Barack Obama has damaged Amerca’s standing around the world due to his “weakness” and “strained relations” with allies. Those are the charges made against Obama by some of his most vocal critics. For example, former vice-president Dick Cheney recently told Fox News host Sean Hannity that “the perception around the world is increasingly negative” when it comes to views of the United States — and that’s the direct result of “a problem with weakness” on the part of Obama.
Karl Rove, Republican consultant and former top advisor to President George W. Bush, also complained this week of “declining confidence in America’s leadership,” while 2016 Republican presidential hopeful, Florida Senator Marco Rubio, asserted that “our allies are increasingly unsure about our ability to counter both North Korea and Chinese expansionism.”
The Pew Research Center, a nonpartisan think tank that researches public opinion and policy issues, gathered data over the past 10 years about the perception of the United States, and of US presidents, in foreign countries. The Atlantic Monthly published a report this week summarizing Pew’s findings and they may be surprising. At least to Cheney, Rove, and Rubio.
In almost every region of the world, Pew found that favorable views of the United States are dramatically higher than during the Bush administration. Barack Obama personally is viewed far more positively than Bush, according to the Pew findings.
In fact, in Germany, the popularity of Barack Obama in 74 percentage points higher than Bush’s was circa 2008. In Brazil, Obama is beating Bush’s 2008 popularity rating by 52 points, and by 56 in Great Britain.
The favorable view of the United States is also high around the world. The one exception is among most countries of the Middle East, where US favorability is historically low, a trend that has been unbroken under Barack Obama.
The lone Middle Eastern country that views both the US and Obama favorably is Israel, where despite reported tensions between Israeli Prime Minister Benyamin Netanyahu and Obama, the United States most recently had an overwhelming 83 percent favorability rating, according to Pew.
Obama himself is viewed strongly with favor by Israelis as well, with 61 percent expressing “confidence” in Obama to “do the right thing,” and 57 percent saying they approve of Obama’s international policies.
Despite Rubio’s assertion that the United States’ Asian allies fear that Obama is not capable of standing up to North Korea and China, it is in South Korea where Obama gets his second-highest marks for his international affairs, with a whopping 73 percent approval.
Another Asian country, the Philippines, leads the way in approval for the Barack Obama foreign policy with a 76 percent approval, while in Japan — another country that could be threatened by North Korean aggression — Obama gets a 62 percent approval rating for foreign affairs.
However, if Cheney and Obama’s other critics were referring to Pakistan, they could not be more correct.
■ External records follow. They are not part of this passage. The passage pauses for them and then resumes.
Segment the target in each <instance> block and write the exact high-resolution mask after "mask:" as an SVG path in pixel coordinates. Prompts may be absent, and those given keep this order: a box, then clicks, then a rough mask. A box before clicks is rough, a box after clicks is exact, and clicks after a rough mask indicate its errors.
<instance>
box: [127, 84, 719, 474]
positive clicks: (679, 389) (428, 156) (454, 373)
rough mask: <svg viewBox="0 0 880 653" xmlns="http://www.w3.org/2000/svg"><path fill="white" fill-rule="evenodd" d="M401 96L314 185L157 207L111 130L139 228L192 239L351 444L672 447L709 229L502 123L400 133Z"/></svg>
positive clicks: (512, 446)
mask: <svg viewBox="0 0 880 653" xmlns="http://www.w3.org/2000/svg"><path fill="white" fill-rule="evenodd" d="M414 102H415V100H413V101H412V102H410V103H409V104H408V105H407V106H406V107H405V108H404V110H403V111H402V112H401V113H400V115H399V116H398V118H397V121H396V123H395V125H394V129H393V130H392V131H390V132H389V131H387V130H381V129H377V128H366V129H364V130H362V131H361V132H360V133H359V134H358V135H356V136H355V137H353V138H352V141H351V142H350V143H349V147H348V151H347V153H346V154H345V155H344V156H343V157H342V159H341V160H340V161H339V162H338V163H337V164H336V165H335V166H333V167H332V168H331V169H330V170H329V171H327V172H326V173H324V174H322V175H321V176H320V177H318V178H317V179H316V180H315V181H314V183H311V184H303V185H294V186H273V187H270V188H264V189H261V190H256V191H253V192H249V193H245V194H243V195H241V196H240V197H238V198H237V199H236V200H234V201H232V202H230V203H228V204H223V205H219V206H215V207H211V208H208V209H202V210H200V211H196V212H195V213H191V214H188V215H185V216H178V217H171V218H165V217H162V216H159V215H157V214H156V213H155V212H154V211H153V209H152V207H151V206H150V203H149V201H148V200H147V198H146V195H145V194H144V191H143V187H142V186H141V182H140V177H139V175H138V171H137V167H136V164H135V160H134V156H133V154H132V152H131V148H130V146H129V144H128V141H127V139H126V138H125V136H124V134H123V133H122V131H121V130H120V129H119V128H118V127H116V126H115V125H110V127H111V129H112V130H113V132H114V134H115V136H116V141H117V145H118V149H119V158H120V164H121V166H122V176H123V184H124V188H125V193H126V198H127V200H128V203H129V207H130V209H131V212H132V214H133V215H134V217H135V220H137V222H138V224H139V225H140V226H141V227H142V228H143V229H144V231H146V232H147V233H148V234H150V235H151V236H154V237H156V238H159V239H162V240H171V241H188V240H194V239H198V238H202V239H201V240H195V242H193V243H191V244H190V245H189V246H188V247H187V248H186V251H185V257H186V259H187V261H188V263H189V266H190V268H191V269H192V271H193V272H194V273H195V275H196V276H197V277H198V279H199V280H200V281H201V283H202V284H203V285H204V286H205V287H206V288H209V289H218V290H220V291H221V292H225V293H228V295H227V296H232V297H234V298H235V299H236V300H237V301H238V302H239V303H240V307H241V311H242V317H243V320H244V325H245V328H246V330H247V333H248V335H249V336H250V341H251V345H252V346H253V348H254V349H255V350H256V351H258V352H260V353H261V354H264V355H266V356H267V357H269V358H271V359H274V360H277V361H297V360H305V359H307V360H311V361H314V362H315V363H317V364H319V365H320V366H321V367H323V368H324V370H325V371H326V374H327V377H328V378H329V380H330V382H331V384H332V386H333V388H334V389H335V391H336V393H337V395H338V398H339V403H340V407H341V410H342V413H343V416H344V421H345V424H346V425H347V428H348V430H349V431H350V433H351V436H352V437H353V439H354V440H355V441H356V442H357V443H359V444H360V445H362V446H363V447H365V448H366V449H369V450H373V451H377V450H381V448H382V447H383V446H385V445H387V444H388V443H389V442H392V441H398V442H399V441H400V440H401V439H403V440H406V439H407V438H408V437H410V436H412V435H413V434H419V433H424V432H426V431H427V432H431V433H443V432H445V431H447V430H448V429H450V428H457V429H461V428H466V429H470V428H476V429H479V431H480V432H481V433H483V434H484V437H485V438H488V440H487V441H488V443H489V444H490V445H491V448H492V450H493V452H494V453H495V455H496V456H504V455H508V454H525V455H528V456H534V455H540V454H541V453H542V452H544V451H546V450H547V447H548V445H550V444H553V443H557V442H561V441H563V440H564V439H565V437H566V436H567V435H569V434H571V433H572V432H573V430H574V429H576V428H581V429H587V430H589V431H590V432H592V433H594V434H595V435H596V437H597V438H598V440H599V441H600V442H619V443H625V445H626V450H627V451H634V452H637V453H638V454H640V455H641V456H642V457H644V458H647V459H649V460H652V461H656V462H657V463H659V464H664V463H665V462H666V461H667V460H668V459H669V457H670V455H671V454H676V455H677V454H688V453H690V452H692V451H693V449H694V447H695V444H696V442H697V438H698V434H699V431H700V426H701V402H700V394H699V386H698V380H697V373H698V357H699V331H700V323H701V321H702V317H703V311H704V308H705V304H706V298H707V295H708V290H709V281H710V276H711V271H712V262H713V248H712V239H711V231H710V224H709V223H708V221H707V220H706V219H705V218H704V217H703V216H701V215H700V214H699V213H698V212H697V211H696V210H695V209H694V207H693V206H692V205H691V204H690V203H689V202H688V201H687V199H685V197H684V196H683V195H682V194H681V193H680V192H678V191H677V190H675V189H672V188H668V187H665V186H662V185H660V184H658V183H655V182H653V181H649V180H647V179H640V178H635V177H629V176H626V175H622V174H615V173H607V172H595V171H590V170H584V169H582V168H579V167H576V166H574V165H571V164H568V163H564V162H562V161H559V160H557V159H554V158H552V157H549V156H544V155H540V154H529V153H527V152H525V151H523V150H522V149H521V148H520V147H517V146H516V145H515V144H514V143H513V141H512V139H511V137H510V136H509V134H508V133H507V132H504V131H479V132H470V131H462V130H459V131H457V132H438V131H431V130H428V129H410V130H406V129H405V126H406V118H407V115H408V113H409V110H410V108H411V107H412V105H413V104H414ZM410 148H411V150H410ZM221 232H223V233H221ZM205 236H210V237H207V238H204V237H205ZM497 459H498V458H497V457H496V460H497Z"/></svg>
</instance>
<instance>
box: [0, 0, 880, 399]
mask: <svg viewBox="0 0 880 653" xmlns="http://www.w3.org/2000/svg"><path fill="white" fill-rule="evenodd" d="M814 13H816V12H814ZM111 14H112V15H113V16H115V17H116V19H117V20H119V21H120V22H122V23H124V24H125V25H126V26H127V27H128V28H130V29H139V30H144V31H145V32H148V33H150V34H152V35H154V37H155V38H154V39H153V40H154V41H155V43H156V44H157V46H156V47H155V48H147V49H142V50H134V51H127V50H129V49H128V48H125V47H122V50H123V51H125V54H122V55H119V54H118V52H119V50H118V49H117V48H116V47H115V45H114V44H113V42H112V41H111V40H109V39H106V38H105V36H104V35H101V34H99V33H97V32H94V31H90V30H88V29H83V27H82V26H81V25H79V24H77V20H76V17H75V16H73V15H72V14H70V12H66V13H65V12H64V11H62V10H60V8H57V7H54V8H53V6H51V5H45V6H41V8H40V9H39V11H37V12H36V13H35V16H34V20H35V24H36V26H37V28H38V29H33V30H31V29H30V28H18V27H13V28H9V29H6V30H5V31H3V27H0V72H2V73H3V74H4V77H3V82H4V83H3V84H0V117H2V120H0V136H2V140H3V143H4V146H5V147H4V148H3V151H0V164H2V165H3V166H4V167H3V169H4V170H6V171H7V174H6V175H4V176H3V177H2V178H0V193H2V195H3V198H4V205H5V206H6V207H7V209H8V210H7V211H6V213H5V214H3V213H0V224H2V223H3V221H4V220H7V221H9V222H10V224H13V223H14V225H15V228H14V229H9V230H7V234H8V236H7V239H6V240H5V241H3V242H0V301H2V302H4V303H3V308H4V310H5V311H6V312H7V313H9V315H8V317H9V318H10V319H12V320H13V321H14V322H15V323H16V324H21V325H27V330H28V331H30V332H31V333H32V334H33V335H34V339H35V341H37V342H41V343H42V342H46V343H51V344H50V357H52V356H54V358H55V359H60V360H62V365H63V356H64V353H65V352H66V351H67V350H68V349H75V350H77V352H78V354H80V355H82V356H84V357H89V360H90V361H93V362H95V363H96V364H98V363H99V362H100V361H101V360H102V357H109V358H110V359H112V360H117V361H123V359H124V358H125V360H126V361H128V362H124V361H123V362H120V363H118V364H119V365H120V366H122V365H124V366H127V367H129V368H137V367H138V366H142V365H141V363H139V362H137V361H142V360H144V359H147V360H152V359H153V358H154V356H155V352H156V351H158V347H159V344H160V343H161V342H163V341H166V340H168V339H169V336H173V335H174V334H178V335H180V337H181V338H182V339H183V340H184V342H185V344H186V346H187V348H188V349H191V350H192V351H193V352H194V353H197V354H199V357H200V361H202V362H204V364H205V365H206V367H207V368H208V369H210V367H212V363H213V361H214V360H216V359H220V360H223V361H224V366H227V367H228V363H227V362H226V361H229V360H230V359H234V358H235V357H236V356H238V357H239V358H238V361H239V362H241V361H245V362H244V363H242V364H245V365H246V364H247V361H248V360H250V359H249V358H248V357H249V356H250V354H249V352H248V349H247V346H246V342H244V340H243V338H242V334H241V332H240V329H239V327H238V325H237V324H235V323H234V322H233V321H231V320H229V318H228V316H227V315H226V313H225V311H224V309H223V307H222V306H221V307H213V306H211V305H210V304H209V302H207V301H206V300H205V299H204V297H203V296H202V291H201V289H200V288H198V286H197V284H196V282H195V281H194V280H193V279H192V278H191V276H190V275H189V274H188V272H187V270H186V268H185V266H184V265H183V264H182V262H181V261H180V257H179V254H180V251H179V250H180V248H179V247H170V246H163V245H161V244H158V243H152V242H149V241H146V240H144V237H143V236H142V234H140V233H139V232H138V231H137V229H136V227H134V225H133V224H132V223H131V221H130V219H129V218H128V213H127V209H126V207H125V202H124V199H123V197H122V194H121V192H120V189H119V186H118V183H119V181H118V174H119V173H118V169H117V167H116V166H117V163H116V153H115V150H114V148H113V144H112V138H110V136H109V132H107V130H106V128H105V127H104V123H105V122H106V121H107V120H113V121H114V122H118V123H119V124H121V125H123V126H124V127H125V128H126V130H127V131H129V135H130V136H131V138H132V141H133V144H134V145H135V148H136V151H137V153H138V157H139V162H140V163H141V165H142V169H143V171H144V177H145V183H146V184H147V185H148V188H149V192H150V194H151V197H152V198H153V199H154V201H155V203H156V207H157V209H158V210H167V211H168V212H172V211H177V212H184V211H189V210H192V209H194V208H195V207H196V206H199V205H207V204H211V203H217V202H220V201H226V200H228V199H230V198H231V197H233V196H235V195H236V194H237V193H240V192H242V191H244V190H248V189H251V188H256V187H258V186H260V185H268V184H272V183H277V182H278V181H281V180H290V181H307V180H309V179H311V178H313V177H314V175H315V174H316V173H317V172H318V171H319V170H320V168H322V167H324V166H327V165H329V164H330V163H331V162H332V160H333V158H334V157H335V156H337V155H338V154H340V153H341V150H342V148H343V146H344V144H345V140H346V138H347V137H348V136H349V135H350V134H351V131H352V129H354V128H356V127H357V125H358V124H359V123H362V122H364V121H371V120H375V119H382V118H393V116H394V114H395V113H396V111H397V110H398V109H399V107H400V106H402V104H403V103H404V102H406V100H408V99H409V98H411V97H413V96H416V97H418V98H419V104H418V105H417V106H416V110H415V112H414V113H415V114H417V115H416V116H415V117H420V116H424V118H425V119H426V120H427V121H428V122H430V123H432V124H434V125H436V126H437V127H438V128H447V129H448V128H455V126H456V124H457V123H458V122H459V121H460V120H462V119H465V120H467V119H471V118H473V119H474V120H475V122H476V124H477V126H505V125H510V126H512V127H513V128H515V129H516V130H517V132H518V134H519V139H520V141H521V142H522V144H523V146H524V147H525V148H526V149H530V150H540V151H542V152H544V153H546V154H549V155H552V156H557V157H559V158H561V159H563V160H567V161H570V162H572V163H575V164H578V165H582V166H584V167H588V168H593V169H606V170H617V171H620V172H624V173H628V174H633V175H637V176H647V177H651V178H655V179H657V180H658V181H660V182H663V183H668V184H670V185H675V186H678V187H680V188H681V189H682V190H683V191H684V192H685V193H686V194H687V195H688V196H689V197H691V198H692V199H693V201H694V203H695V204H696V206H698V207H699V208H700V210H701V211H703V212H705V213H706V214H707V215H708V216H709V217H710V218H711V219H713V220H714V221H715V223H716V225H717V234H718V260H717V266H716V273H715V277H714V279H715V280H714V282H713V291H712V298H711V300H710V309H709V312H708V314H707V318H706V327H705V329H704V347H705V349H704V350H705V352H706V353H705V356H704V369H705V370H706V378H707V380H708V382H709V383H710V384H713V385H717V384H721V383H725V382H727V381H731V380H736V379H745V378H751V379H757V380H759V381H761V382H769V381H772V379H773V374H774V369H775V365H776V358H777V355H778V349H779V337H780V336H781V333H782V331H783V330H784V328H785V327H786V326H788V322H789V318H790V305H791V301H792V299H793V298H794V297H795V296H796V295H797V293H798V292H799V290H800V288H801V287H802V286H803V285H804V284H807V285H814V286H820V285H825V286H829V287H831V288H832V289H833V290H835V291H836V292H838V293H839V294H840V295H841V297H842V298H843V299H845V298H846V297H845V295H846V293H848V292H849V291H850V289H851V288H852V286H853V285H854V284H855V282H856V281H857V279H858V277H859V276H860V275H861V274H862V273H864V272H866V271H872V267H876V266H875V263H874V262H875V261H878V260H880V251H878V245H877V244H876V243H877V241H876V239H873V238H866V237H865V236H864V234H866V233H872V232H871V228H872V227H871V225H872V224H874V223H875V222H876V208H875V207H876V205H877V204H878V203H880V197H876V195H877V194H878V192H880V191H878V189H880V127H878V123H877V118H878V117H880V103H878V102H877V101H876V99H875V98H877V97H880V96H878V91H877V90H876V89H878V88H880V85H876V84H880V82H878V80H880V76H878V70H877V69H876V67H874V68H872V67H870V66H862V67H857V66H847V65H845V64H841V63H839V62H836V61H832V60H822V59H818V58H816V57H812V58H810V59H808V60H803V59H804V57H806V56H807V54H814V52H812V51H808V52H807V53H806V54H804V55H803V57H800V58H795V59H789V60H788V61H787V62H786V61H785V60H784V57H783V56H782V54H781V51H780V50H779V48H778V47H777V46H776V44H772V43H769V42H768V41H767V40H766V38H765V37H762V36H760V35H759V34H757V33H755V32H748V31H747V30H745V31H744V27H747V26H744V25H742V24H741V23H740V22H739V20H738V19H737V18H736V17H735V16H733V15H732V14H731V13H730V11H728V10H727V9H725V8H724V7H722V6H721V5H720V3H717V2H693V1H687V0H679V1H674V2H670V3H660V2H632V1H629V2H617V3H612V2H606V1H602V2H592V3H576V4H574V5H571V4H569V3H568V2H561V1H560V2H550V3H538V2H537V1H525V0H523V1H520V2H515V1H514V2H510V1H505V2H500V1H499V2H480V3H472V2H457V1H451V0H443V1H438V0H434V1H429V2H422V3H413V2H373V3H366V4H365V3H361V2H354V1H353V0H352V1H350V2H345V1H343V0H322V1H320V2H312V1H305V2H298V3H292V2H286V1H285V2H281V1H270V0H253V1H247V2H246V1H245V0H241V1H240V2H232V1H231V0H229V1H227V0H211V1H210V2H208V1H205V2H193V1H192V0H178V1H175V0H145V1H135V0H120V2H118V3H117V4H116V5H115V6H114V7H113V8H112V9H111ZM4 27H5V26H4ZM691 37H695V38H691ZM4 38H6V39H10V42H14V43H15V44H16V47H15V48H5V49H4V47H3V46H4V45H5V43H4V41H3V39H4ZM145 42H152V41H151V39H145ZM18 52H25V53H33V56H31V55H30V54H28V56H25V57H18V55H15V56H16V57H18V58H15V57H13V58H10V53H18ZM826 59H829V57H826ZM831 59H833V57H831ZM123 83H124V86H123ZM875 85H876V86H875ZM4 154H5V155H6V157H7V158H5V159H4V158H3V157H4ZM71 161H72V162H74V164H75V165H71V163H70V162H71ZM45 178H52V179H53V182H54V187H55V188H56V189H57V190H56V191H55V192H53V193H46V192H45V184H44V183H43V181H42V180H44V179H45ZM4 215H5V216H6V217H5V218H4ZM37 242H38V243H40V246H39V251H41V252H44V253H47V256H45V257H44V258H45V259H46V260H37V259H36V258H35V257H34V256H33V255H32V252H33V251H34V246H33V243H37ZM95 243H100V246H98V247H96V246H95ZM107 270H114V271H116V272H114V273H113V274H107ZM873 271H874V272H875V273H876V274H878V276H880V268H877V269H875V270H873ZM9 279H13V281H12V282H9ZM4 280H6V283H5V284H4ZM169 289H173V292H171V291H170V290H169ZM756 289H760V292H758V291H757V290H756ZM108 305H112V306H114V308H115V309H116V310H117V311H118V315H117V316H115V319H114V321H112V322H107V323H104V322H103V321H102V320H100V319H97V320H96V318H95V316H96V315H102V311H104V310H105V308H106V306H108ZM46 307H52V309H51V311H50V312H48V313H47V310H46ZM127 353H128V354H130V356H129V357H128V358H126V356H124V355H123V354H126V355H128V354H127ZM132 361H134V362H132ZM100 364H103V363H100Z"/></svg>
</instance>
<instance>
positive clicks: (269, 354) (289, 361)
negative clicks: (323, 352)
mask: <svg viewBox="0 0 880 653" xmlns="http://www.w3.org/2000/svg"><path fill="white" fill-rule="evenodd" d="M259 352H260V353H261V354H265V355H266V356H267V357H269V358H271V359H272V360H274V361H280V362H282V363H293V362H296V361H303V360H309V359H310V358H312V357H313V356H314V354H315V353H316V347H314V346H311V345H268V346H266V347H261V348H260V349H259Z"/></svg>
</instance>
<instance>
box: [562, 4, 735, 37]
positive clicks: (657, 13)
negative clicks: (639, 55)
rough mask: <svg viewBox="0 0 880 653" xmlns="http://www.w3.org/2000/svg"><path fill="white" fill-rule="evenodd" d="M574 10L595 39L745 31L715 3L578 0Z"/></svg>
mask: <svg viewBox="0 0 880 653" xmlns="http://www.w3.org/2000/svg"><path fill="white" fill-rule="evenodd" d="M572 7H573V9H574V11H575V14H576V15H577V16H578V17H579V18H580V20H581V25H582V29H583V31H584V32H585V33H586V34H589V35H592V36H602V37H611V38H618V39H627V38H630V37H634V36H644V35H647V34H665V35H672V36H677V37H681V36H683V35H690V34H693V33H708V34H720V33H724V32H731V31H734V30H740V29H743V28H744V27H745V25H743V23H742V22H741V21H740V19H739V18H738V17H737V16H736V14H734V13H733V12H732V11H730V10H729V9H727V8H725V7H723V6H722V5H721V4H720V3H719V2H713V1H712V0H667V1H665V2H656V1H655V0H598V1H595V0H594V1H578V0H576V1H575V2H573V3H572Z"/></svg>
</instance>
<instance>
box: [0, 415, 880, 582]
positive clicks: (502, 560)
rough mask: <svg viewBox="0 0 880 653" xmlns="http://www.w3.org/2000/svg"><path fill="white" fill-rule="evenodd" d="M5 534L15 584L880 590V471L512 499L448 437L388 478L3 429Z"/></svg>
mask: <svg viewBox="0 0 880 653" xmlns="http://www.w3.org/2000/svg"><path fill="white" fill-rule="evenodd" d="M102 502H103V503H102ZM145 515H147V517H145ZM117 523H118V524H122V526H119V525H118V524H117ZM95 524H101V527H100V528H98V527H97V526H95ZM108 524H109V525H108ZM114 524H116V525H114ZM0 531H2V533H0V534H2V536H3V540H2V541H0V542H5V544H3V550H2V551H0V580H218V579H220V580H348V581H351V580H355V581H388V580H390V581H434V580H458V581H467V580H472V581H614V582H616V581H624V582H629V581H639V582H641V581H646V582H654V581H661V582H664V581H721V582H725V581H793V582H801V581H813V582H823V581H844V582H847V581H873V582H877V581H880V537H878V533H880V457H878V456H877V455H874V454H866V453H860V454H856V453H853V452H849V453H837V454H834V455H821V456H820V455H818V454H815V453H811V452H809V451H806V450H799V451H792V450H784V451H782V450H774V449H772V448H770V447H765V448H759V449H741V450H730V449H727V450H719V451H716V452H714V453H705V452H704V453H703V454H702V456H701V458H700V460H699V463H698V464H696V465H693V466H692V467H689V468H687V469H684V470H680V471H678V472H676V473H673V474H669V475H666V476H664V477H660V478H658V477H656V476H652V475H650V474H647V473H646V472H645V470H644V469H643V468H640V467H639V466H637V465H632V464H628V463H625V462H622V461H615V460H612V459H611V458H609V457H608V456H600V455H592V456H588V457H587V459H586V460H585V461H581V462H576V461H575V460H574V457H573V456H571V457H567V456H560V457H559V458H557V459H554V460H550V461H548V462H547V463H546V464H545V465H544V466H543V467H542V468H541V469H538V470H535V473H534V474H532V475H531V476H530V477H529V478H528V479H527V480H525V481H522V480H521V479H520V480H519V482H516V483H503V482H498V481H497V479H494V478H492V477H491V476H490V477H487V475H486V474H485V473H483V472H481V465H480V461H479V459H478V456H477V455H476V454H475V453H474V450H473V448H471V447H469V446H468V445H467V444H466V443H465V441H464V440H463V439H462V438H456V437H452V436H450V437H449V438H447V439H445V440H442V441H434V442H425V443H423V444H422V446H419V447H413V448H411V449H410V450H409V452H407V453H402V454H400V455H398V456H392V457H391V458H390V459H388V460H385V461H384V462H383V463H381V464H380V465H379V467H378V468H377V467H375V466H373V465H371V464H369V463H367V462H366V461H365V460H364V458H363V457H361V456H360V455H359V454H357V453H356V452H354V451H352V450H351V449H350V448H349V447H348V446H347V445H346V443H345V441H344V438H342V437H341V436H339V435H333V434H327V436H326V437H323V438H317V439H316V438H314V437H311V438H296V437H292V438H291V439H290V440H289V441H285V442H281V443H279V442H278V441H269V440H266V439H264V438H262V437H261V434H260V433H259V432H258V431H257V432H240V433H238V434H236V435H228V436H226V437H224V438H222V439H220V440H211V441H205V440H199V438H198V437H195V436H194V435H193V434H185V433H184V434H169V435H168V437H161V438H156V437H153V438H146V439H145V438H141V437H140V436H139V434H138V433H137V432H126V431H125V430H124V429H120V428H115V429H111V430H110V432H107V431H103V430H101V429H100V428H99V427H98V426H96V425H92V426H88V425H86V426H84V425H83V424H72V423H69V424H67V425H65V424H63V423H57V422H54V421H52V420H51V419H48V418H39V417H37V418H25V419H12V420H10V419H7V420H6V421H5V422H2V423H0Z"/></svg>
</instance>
In that country, Barack Obama has a virtually non-existent approval rating of four percent.
The Pew data comes from public opinion polls, not opinions of world leaders themselves. While it is essentially impossible to know in most cases what individual world leaders believe, a recent poll found that Americans’ confidence that other world leaders “respect” Barack Obama has been slipping. But to the extent that leaders of other countries reflect the views of their own citizenry, the American perception would appear at odds with the data.